Is blogging still a thing? Hell yes.
In honor of my 11th anniversary in blogging this month, I’ve written a two-part post. The second part, Hell no, will run Tuesday on Y’all Connect.
Blogging can be a tough sell. It seems like fewer people get started, and even fewer keep going. Why not Instagram and Snapchat your lives than blog them?
I’ve seen a lot of blogs come and go in the 11 years I’ve blogged, along with blogging groups, conferences and experts. Once you figure out the domain registration, the site setup, the formatting, the schedule and the audience, you still need the energy to actually write and upload photos.
Even putting videos on YouTube daily is easier.
I’ve thought a lot about blogging in 2016, what it means for clients and hobbyists, and whether it’s worth the effort. Today, I focus on the reasons why you should blog regularly for your company or organization.
1. Good blog content has a payoff in sales. Those unfamiliar with blogging automatically assume that bloggers can make money and that it’s a direct path from publishing posts to raking in cash.
That’s never been true.
What is accurate these days is that search engine optimization still exists and evolves, driven mostly by Google. And Google now emphasizes good, unique content in ranking sites. No more keyword stuffing, no more crazy tags, no more link farming — I mean, people still do that crap, but they penalize for their sites.
Posts that are helpful, entertaining or informative perform better on SERPs (search engine results pages). That improves SEO and draws more traffic. The smart brand uses that traffic to build leads and market directly to potential customers.
That’s the profit from blogging.
2. Blogging is the best way to stand out. This is an opportunity to resonate with people. Most brands blend together, but the only way to win fans and customers is to stand apart.
A blog provides the simplest way to keep a site (and its readers) up to date. Sure, companies should keep catalogs and pages current, but they make it an annual or biennual overhaul. How do I as a first-time visitor know if you have the latest equipment or are aware of the best options?

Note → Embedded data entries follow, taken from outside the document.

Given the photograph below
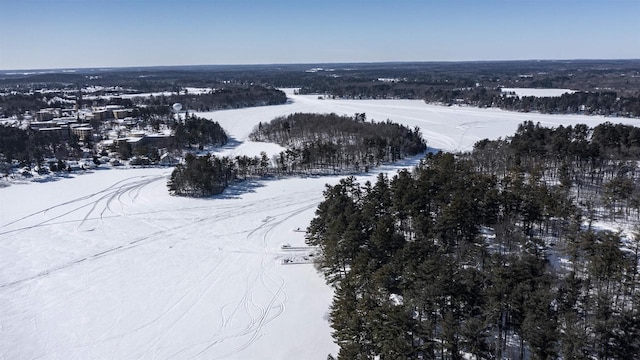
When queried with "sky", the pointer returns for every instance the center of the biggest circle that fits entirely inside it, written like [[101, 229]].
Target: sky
[[54, 34]]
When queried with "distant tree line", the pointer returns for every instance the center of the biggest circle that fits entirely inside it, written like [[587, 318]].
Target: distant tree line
[[227, 97], [317, 144], [329, 141], [447, 261], [608, 103]]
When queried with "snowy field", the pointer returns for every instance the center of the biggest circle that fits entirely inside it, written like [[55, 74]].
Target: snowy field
[[107, 265]]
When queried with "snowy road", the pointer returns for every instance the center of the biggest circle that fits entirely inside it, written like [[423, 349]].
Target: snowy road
[[108, 265]]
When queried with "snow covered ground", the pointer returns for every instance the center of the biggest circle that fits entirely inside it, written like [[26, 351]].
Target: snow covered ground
[[108, 265]]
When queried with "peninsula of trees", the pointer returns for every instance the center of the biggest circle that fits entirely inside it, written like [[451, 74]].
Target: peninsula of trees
[[490, 253]]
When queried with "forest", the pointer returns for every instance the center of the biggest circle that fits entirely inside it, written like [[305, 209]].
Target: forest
[[328, 141], [316, 144], [492, 253]]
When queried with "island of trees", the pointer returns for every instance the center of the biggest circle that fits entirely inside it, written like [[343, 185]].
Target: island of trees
[[316, 144]]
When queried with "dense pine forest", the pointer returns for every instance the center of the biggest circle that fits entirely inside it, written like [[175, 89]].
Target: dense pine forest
[[492, 253]]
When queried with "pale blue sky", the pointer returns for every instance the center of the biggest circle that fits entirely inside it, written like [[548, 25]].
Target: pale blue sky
[[43, 34]]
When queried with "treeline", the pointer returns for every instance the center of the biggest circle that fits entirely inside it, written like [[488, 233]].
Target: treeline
[[32, 147], [330, 141], [229, 97], [201, 176], [448, 261], [19, 104], [592, 103], [597, 166], [465, 91], [316, 144], [198, 131]]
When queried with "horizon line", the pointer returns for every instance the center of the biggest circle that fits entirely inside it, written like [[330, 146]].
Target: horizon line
[[123, 67]]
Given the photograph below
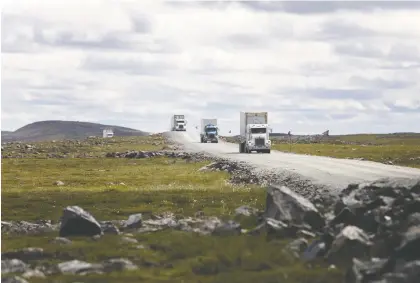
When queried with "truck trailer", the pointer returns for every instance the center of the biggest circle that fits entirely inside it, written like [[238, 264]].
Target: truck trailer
[[254, 132], [178, 123], [209, 131]]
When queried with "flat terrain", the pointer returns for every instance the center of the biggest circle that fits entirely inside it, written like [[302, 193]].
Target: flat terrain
[[114, 188], [59, 130], [397, 149], [333, 172]]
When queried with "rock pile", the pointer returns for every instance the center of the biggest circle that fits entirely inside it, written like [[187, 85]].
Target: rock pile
[[372, 231], [194, 157]]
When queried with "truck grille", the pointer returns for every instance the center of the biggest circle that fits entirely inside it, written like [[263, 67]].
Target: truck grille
[[260, 141]]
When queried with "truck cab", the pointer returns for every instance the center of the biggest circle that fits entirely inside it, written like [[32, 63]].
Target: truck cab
[[210, 134], [180, 125], [257, 138]]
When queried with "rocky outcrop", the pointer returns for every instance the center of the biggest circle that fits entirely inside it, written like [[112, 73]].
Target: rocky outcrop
[[372, 232]]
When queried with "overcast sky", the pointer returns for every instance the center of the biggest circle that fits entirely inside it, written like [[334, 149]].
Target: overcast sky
[[347, 67]]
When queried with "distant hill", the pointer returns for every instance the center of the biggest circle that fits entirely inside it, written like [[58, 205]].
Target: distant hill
[[59, 130]]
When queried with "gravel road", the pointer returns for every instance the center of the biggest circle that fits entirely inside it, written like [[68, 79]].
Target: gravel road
[[326, 171]]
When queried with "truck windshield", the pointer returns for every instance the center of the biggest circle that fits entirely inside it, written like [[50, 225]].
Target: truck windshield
[[258, 130], [208, 130]]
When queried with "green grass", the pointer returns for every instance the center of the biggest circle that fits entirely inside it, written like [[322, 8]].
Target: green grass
[[150, 186], [112, 188], [80, 148], [405, 155], [173, 256]]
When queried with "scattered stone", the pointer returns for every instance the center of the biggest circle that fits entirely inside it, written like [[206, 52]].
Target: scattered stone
[[129, 240], [109, 228], [13, 266], [61, 241], [27, 228], [285, 205], [134, 221], [59, 183], [297, 246], [351, 242], [14, 279], [118, 264], [33, 273], [25, 254], [246, 211], [78, 267], [228, 228], [78, 222]]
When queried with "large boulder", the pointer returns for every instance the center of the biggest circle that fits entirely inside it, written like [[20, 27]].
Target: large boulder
[[285, 205], [78, 222]]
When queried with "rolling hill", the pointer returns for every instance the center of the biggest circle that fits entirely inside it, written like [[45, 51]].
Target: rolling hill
[[59, 130]]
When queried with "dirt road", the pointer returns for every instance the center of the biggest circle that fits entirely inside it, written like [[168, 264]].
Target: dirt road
[[327, 171]]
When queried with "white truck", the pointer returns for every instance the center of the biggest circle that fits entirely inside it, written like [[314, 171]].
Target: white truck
[[209, 131], [178, 123], [254, 132]]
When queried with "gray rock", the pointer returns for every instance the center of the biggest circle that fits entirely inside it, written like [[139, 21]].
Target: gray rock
[[109, 228], [349, 243], [59, 183], [245, 211], [78, 267], [129, 240], [33, 273], [285, 205], [13, 266], [118, 264], [27, 228], [133, 221], [14, 279], [61, 241], [366, 271], [297, 246], [228, 228], [25, 254], [78, 222], [410, 246]]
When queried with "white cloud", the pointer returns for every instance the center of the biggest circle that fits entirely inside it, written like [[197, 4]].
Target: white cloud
[[313, 67]]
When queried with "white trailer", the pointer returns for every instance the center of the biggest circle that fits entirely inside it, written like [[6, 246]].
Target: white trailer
[[209, 131], [178, 123], [254, 132]]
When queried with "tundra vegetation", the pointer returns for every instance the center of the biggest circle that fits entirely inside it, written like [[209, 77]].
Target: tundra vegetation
[[398, 149], [40, 179]]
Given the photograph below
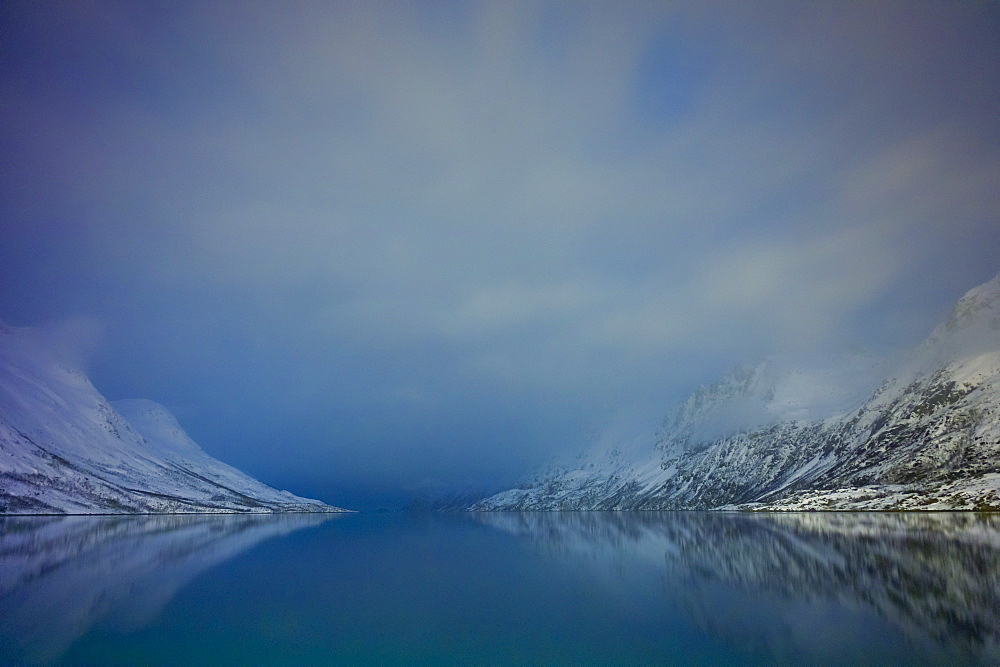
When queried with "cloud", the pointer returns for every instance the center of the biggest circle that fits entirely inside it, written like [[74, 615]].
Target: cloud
[[374, 221]]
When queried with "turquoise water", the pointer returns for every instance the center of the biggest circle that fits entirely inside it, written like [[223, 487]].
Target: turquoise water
[[503, 588]]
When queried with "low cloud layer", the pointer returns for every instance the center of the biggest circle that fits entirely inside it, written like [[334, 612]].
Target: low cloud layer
[[385, 245]]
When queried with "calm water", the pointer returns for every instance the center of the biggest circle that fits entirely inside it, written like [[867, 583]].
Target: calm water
[[550, 588]]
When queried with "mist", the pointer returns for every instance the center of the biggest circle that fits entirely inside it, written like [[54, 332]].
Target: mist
[[367, 251]]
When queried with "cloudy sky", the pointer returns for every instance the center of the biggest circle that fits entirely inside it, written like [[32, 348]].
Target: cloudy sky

Consumers are armed to the teeth with information. They are no longer at the mercy of salespeople. Companies attempting to close the sale can either assist browsers with info — about models, specs, parts, manufacturing process, reviews, etc. — or hinder them.
And more customers want to connect with brands beyond price and color. They want to know what a company stands for, and how it crafts its goods. That’s the kind of insider info that belongs on a blog by diverse voices from all over the organization.
3. A blog offers full control and ownership of the message. Investing too much of the marketing resources into social media can backfire the moment those channels change the rules. Facebook has mastered this game, forcing even the biggest companies to pay for access to their own fans.
Setting aside resources for building and maintaining a home base platform on the company site should always be the starting point. It can drive creation of channel-specific content and guide visitors through the sales funnel.
Otherwise, marketers are always at the mercy of the rules and the limitations of each social channel.
4. Share your message with the world. Blogging remains one of the few universally accessible platforms. People can view posts in any browser without having to sign in, pay a fee or download an app.
The freedom to create and explore is unlimited. The responsibility is to offer readers a reason to stick to the end of the post and return for more good stuff.
That’s why blogging is still a thing. A big thing.